La régularité procédurale et la recevabilité de l’action

Le juge a d’abord statué sur le fond malgré l’absence du défendeur en application des articles 472 et 473 du code de procédure civile. Cette décision réputée contradictoire assure l’efficacité de la justice tout en préservant les droits de la défense. La procédure reste ainsi conforme au principe du contradictoire malgré la défaillance d’une partie.

L’examen de la recevabilité a conduit à vérifier le respect du délai de forclusion de deux ans. « Le premier incident de paiement non régularisé est déterminé par application de la règle d’imputation des paiements sur la dette la plus ancienne » (Motifs, sur la recevabilité). Cette fixation précise du point de départ protège l’emprunteur contre des actions tardives. La demande, introduite dans ce délai, a donc été jugée recevable.

Les conditions de la déchéance du terme et le contrôle du juge

Le prononcé de la déchéance du terme a été subordonné au strict respect d’une mise en demeure préalable. La jurisprudence rappelle que celle-ci ne peut « être déclarée acquise au créancier sans la délivrance d’une mise en demeure restée sans effet » (Motifs, sur l’exigibilité). Cette formalité substantielle constitue une garantie essentielle pour l’emprunteur non commerçant. La preuve de l’envoi et de la réception de cet acte est à la charge du prêteur.

Le juge a ensuite procédé à un contrôle substantiel du montant de la créance et des indemnités. « La clause pénale de 8% du capital dû à la date de la défaillance contenue au contrat de prêt est manifestement excessive » (Motifs, sur le montant).

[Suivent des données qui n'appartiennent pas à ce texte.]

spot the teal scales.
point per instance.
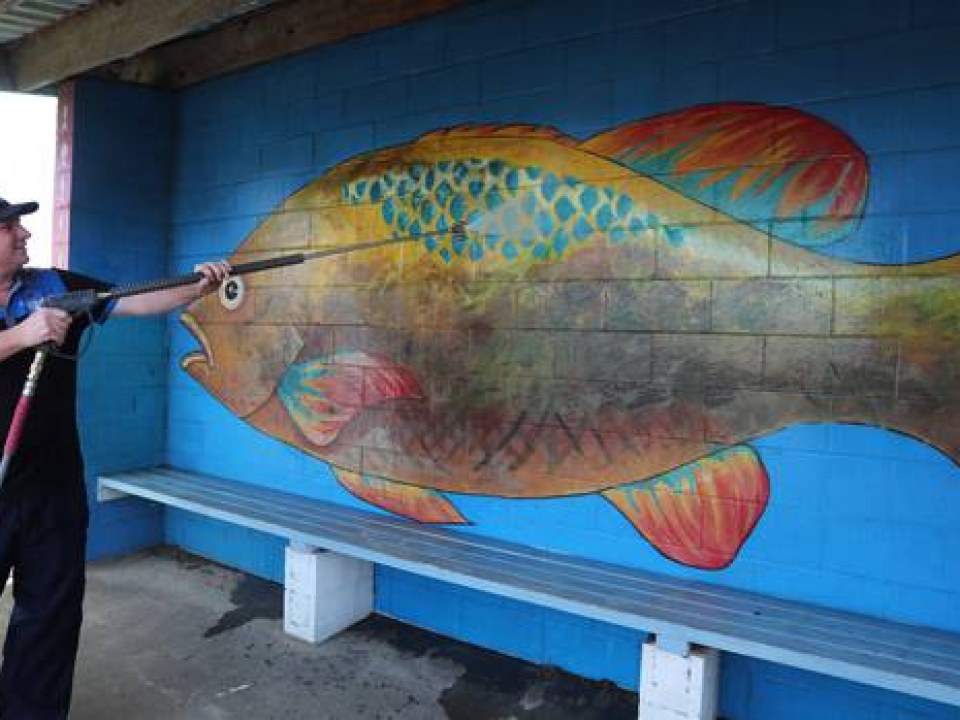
(470, 208)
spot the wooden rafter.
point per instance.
(176, 43)
(283, 29)
(109, 31)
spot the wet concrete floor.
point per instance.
(169, 636)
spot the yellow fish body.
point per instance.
(552, 321)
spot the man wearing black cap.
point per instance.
(43, 503)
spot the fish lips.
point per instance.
(197, 362)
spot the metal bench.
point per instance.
(688, 621)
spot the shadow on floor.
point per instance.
(169, 636)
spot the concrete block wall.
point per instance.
(119, 230)
(859, 518)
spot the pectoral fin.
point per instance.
(420, 504)
(322, 396)
(702, 513)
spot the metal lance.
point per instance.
(83, 301)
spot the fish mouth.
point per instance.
(198, 359)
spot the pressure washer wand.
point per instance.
(81, 301)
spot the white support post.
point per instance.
(678, 682)
(324, 592)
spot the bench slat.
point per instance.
(913, 660)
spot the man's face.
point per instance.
(13, 245)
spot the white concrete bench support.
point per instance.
(678, 685)
(324, 592)
(683, 614)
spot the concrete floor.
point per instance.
(169, 636)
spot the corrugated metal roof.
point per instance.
(22, 17)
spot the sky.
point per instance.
(28, 140)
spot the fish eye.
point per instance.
(231, 293)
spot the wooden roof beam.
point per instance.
(109, 31)
(283, 29)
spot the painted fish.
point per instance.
(617, 316)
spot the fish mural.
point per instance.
(621, 315)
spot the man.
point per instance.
(43, 502)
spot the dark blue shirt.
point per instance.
(48, 458)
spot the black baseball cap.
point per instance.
(9, 211)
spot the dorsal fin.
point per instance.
(756, 162)
(489, 130)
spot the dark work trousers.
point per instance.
(43, 540)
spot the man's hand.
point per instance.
(44, 325)
(213, 273)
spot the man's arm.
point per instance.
(44, 325)
(163, 301)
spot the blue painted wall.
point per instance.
(119, 231)
(859, 519)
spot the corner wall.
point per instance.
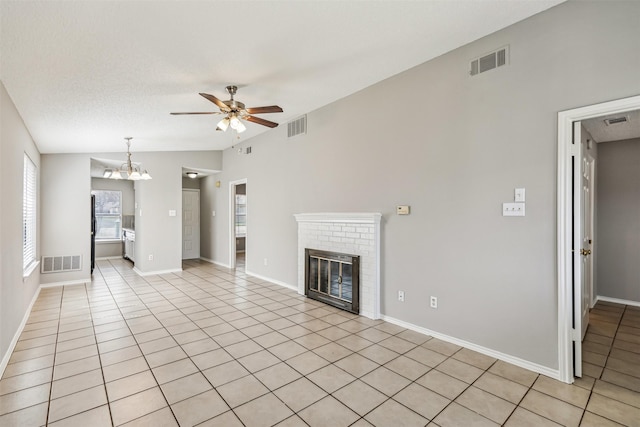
(16, 293)
(453, 147)
(618, 243)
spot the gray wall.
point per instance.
(111, 249)
(66, 219)
(618, 209)
(208, 238)
(453, 147)
(16, 293)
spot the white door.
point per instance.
(190, 224)
(588, 168)
(583, 167)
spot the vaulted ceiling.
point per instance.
(85, 74)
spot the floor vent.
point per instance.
(56, 264)
(297, 127)
(495, 59)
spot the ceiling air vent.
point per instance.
(56, 264)
(492, 60)
(297, 126)
(616, 120)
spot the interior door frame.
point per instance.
(568, 226)
(232, 221)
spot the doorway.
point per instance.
(190, 223)
(572, 279)
(238, 224)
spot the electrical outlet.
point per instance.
(434, 302)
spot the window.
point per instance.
(29, 197)
(241, 215)
(108, 214)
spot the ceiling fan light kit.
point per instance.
(128, 170)
(235, 112)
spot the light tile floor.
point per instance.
(213, 347)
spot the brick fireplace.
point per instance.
(353, 233)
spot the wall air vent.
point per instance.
(297, 126)
(56, 264)
(495, 59)
(616, 120)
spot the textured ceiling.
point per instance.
(85, 74)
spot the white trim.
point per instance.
(65, 283)
(552, 373)
(12, 345)
(359, 217)
(564, 221)
(270, 280)
(153, 273)
(214, 262)
(232, 220)
(618, 301)
(26, 273)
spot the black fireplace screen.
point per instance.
(333, 278)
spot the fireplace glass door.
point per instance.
(333, 278)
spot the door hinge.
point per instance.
(575, 335)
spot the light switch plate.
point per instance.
(402, 210)
(513, 209)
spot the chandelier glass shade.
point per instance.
(232, 121)
(128, 170)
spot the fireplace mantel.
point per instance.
(356, 233)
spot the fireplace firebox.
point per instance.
(333, 278)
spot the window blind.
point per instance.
(28, 213)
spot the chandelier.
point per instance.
(128, 170)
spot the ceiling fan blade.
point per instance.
(216, 101)
(178, 114)
(260, 121)
(263, 110)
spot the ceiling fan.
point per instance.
(235, 111)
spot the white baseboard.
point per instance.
(219, 264)
(270, 280)
(14, 341)
(65, 283)
(153, 273)
(618, 301)
(552, 373)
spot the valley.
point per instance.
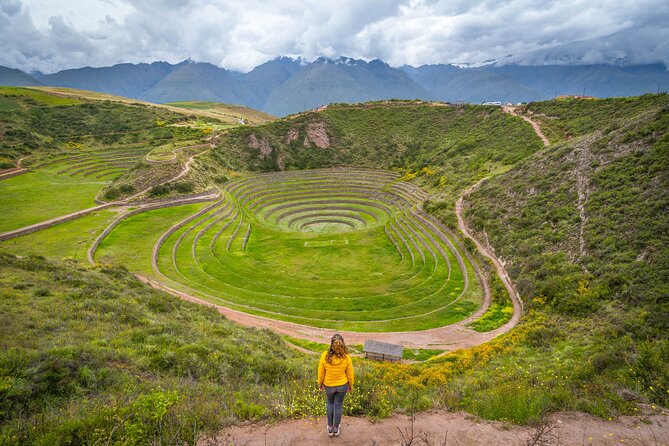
(531, 274)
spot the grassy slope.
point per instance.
(618, 156)
(206, 110)
(578, 348)
(65, 241)
(119, 362)
(49, 126)
(41, 195)
(229, 113)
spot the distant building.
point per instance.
(573, 96)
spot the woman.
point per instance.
(335, 376)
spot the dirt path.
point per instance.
(452, 428)
(450, 337)
(499, 267)
(534, 124)
(185, 171)
(77, 214)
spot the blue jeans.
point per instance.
(335, 396)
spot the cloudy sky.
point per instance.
(50, 35)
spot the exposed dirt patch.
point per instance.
(262, 145)
(292, 135)
(316, 134)
(459, 428)
(534, 124)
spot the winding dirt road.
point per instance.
(80, 213)
(535, 125)
(451, 337)
(448, 338)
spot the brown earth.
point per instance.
(454, 428)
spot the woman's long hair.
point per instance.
(337, 348)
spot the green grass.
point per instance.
(29, 97)
(226, 112)
(37, 196)
(353, 278)
(68, 240)
(496, 316)
(420, 354)
(594, 328)
(131, 242)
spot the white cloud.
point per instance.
(52, 35)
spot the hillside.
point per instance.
(342, 80)
(229, 113)
(284, 85)
(447, 147)
(598, 222)
(36, 120)
(581, 226)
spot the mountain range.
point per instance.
(285, 85)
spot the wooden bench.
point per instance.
(383, 351)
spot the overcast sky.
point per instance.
(50, 35)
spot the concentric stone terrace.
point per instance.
(339, 248)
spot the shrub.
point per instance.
(159, 190)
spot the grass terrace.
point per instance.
(336, 248)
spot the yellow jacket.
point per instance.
(338, 373)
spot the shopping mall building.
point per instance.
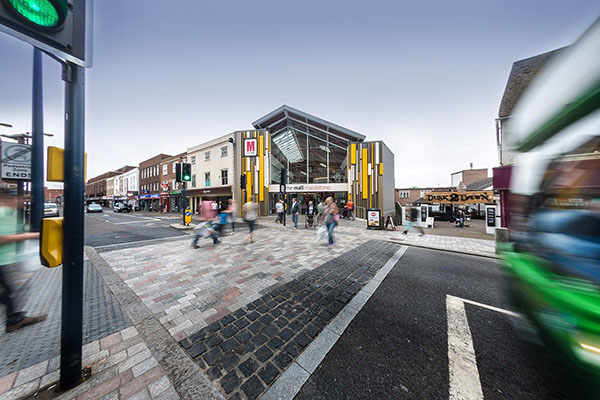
(322, 159)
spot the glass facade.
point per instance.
(311, 154)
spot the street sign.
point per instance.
(60, 27)
(16, 161)
(250, 147)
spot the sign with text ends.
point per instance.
(60, 27)
(250, 147)
(16, 161)
(468, 197)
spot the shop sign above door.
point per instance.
(469, 197)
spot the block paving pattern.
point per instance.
(102, 316)
(244, 352)
(188, 289)
(122, 368)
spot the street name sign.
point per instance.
(16, 161)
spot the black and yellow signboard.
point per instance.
(469, 197)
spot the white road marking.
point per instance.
(464, 375)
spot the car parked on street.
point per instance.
(51, 210)
(94, 207)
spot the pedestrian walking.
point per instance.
(230, 212)
(250, 215)
(331, 219)
(350, 207)
(311, 212)
(279, 210)
(295, 212)
(12, 232)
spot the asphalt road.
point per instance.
(397, 347)
(112, 229)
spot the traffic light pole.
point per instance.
(37, 145)
(72, 291)
(184, 204)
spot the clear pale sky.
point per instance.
(426, 77)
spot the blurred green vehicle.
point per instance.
(553, 257)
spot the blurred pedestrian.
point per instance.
(279, 208)
(12, 232)
(331, 219)
(250, 215)
(230, 212)
(295, 212)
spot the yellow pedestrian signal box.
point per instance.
(51, 242)
(56, 165)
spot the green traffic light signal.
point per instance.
(41, 13)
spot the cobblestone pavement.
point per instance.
(42, 294)
(122, 368)
(244, 352)
(188, 289)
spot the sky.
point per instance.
(425, 77)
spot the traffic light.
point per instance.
(178, 172)
(55, 26)
(243, 181)
(186, 172)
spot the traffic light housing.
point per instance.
(55, 26)
(178, 172)
(186, 172)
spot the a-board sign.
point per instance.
(16, 161)
(468, 197)
(491, 216)
(250, 147)
(373, 218)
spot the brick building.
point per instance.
(95, 188)
(150, 182)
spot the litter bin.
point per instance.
(373, 218)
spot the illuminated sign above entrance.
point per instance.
(250, 147)
(472, 197)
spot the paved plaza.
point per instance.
(164, 320)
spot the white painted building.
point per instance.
(212, 171)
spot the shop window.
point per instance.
(224, 180)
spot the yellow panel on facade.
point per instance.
(51, 242)
(261, 165)
(365, 174)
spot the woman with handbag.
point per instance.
(332, 217)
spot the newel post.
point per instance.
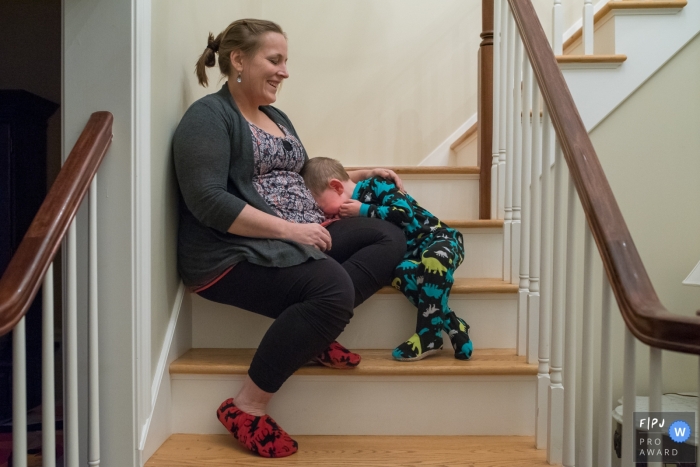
(485, 109)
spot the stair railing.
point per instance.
(31, 265)
(537, 197)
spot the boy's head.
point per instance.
(328, 182)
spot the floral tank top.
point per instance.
(277, 163)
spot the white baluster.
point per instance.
(506, 34)
(70, 340)
(513, 187)
(528, 112)
(555, 440)
(585, 447)
(606, 403)
(19, 395)
(628, 400)
(48, 402)
(557, 28)
(496, 106)
(93, 356)
(569, 445)
(533, 302)
(587, 28)
(514, 40)
(519, 114)
(655, 385)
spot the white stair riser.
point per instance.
(466, 153)
(383, 322)
(483, 253)
(351, 405)
(446, 196)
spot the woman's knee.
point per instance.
(331, 292)
(392, 239)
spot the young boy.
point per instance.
(425, 276)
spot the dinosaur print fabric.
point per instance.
(426, 274)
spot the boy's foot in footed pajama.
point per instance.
(458, 330)
(418, 347)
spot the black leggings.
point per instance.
(311, 302)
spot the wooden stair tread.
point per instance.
(427, 170)
(616, 58)
(470, 286)
(375, 362)
(625, 5)
(184, 450)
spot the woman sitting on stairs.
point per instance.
(250, 232)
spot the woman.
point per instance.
(250, 233)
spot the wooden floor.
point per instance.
(374, 362)
(366, 451)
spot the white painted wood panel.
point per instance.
(446, 196)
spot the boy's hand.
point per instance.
(350, 208)
(389, 175)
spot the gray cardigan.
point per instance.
(213, 153)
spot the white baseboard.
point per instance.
(441, 155)
(178, 340)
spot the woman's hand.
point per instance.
(310, 234)
(388, 174)
(350, 208)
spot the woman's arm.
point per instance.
(364, 174)
(252, 222)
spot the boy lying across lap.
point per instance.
(425, 276)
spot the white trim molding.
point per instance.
(141, 209)
(178, 339)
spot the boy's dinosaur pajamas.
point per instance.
(426, 274)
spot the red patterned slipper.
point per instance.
(260, 435)
(338, 357)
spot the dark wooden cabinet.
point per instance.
(23, 125)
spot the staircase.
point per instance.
(446, 396)
(526, 398)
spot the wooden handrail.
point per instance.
(641, 309)
(23, 276)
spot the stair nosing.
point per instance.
(626, 5)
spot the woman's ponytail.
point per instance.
(243, 35)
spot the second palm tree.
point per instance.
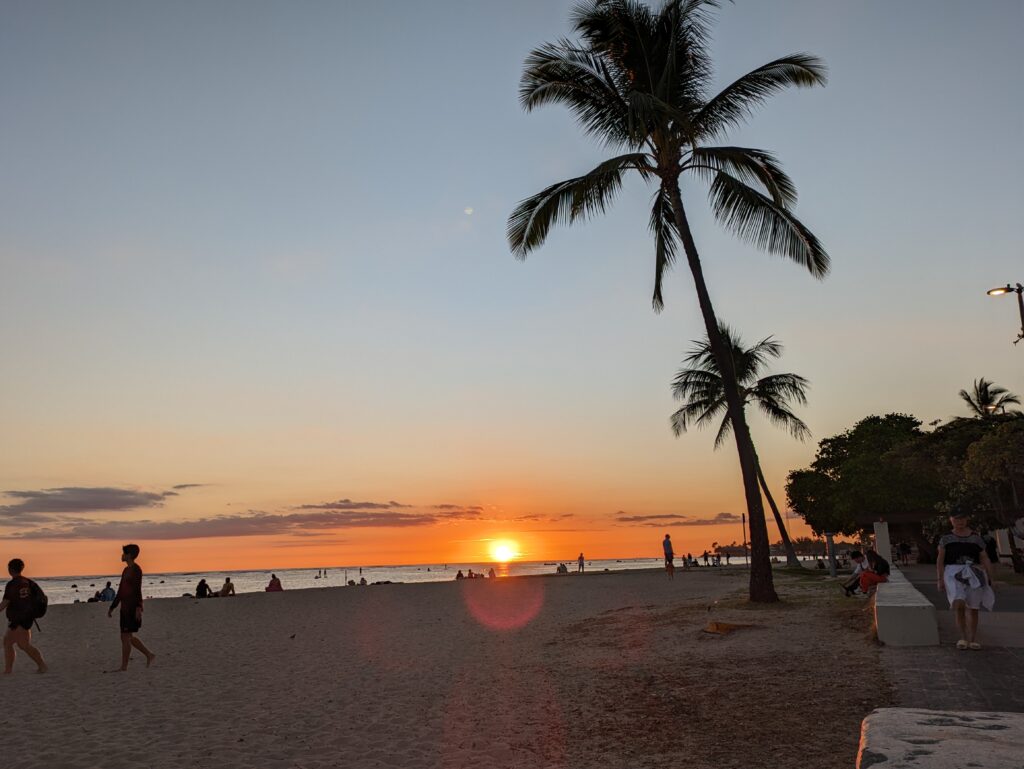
(700, 388)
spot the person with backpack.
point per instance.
(129, 598)
(24, 602)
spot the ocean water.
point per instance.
(72, 589)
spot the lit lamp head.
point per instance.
(1008, 289)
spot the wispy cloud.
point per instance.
(350, 505)
(674, 519)
(253, 523)
(44, 504)
(57, 514)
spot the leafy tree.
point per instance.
(855, 476)
(986, 399)
(699, 387)
(639, 81)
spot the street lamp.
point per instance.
(1019, 291)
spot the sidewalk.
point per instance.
(946, 678)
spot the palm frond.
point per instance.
(567, 201)
(561, 73)
(733, 104)
(779, 414)
(748, 165)
(663, 225)
(758, 219)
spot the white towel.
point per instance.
(965, 583)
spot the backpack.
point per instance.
(39, 600)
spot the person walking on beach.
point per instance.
(20, 599)
(129, 598)
(670, 557)
(965, 574)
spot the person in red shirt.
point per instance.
(129, 598)
(18, 606)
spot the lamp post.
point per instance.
(1019, 291)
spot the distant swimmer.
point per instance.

Le juge l’a réduite à dix euros en vertu de l’article 1231-5 du code civil. Ce pouvoir modérateur s’exerce d’office pour prévenir toute disproportion au préjudice réel.

La portée de cette décision est double. Elle réaffirme le formalisme protecteur entourant la déchéance du terme en crédit à la consommation. Elle illustre également le contrôle actif du juge sur les clauses pénales, garantissant l’équilibre contractuel. L’application stricte des textes protecteurs prime sur la volonté des parties.